Although no obvious clinical signs were noted in this study, we sought to examine whether deletion of separate polypeptide sequences of nsp2 would have an effect on any disease parameter. LNW/BW ratios revealed that only one mutant, rΔ727–813, caused a discernable decrease in lymph node enlargement over that seen with rVR-2332. Thus, the smallest deletion with only 87AA acids removed from nsp2 was able to induce diminished clinical disease whereas the larger upstream 187AA and 200AA deletions had no moderating effect. Bioinformatic analysis of the 87AA region did not yield any noticeable protein motifs, although the high proline content (10%) suggests a highly structured protein region. Finally, when comparing the putative antigenic regions discussed above, the regions containing 10 such motifs did not reduce the lymphadenopathy, while a region with only 4 domains significantly decreased this measurable sign of pathogenicity. Whether the reduction of the predicted B-cell epitopes results in an attenuation/exacerbation of other clinical signs must be examined using alternative PRRSV strains. However, the viral mutants described in this report will be extremely useful in the search for other modulators of PRRSV infection.
Acknowledgements
The authors would like to acknowledge and thank Ann C. Vorwald and David Michael for outstanding technical help, and Brian Pottebaum and Jason Huegel for the excellent animal care provided in performance of the experiments included in this manuscript.
Footnotes
Supplementary data associated with this article can be found, in the online version, at doi:10.1016/j.virusres.2010.07.024.
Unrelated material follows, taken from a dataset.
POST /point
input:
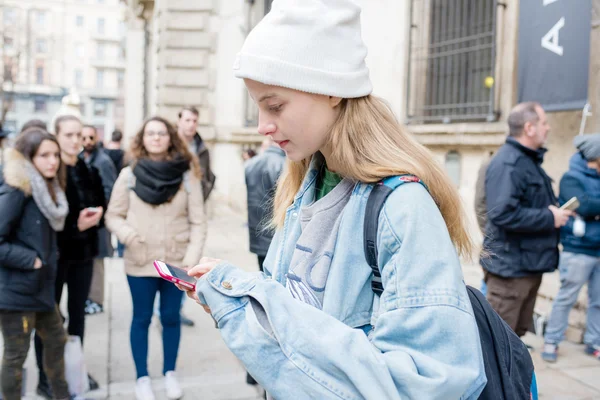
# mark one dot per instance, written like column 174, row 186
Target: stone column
column 183, row 46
Appendix A. Supplementary data
Fig. S1. VR-2332 nsp2 amino acid alignment. The sequenced wt virus is shown aligned with rVR-2332 and sequences of each PRRSV deletion mutant after 35 days of swine infection. Swine sample numbers 525 and 527 represent inoculation Group 1, 530 and 532 represent Group 2, 535 and 536 represent Group 3, 537 and 538 represent Group 4, and 542 and 543 represent Group 5. Two clones of each swine sample were sequenced. Amino acid identity is indicated by a period (.) and gaps are indicated by slashes (–). Based on EBLOSUM90 substitution, similar amino acids to wt VR-2332 are shown in uppercase whereas less similar amino acids are shown in lowercase.